Local Structure and Redox Properties of Amorphous CeO(2)-TiO(2) Prepared Using the H(2)O(2)-Modified Sol-Gel Method

Amorphous CeO(2)-TiO(2) nanoparticles synthesized by the H(2)O(2)-modified sol-gel method were investigated in terms of the Ce-O-Ce and Ti-O-Ti linkage, local structure, and redox properties. The decrease in the crystallinity of CeO(2)-TiO(2) by H(2)O(2) addition was confirmed. The metal–oxygen linkage analysis showed the difference in size of the metal–oxygen network between crystalline CeO(2)-TiO(2) and amorphous CeO(2)-TiO(2) due to the O(2)(2−) formed by H(2)O(2).
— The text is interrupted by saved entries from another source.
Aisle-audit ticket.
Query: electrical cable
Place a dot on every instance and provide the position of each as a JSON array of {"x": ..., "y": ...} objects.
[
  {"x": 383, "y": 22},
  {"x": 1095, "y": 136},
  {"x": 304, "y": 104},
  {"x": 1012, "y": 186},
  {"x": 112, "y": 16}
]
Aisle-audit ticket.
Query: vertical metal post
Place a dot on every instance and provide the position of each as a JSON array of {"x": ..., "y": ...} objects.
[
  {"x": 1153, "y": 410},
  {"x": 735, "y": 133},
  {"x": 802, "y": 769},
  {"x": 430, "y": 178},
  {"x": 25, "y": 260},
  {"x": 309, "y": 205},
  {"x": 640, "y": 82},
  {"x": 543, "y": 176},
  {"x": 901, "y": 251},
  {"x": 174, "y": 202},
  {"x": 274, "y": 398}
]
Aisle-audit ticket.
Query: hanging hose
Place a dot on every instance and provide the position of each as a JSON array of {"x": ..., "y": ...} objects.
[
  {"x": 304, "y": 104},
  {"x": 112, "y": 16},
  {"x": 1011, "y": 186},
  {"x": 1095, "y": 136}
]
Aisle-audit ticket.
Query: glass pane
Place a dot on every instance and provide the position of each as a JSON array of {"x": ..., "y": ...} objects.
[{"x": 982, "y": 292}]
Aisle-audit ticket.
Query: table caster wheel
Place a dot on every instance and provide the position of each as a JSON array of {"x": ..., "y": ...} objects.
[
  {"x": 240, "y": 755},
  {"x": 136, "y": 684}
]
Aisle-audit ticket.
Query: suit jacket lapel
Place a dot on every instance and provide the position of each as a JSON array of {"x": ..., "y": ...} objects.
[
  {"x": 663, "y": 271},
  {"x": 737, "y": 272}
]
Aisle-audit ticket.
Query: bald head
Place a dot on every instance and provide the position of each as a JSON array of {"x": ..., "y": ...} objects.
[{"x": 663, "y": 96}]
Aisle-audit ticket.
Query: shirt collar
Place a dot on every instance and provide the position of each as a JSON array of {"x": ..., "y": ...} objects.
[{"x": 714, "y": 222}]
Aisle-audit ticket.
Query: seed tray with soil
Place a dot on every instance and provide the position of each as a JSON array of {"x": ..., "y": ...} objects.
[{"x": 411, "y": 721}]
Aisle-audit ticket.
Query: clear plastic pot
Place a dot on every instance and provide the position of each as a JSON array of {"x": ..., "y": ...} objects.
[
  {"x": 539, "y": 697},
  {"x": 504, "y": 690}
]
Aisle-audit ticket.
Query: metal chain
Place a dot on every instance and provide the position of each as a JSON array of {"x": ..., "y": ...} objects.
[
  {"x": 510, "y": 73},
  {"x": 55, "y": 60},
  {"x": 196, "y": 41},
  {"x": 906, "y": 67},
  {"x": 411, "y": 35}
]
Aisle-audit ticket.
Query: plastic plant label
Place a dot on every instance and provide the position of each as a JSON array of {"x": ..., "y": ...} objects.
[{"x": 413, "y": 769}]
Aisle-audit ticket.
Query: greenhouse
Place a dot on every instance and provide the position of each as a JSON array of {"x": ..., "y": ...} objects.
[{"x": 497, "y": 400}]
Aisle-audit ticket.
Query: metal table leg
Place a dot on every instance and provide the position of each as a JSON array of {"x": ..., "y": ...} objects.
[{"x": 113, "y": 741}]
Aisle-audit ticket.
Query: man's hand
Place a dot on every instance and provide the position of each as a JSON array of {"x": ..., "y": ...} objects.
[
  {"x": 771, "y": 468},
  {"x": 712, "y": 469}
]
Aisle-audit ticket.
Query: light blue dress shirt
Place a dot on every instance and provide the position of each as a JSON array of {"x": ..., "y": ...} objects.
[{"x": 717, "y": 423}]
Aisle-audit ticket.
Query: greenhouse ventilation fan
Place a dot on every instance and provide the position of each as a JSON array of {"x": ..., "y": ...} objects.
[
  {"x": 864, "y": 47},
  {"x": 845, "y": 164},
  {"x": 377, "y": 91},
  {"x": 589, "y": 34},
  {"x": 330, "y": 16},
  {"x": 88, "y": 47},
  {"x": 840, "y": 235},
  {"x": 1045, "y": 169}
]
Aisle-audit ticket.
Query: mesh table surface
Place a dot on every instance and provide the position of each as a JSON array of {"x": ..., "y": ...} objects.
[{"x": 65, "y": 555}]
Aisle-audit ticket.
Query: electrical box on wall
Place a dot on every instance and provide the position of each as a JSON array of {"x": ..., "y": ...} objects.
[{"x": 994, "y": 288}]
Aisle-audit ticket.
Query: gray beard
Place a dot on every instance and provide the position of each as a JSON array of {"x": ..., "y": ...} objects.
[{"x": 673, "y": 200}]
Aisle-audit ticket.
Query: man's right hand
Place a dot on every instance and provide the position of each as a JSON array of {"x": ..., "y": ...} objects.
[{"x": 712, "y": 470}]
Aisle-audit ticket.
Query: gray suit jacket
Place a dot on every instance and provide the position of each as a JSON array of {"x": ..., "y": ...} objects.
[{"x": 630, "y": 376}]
The local structure of CeO(2)-TiO(2) was analyzed with an extended X-ray absorption fine structure (EXAFS), and the oscillation changes in the k space revealed the disordering of CeO(2)-TiO(2). The decrease in Ce-O bond length and the Ce-O peak broadening was attributed to O(2)(2−) interfering with the formation of the extended metal–oxygen network. The temperature-programmed reduction of the H(2) profile of amorphous CeO(2)-TiO(2) exhibited the disappearance of the bulk oxygen reduction peak and a low-temperature shift of the surface oxygen reduction peak. The H(2) consumption increased compared to crystalline CeO(2)-TiO(2), which indicated the improvement of redox properties by amorphization.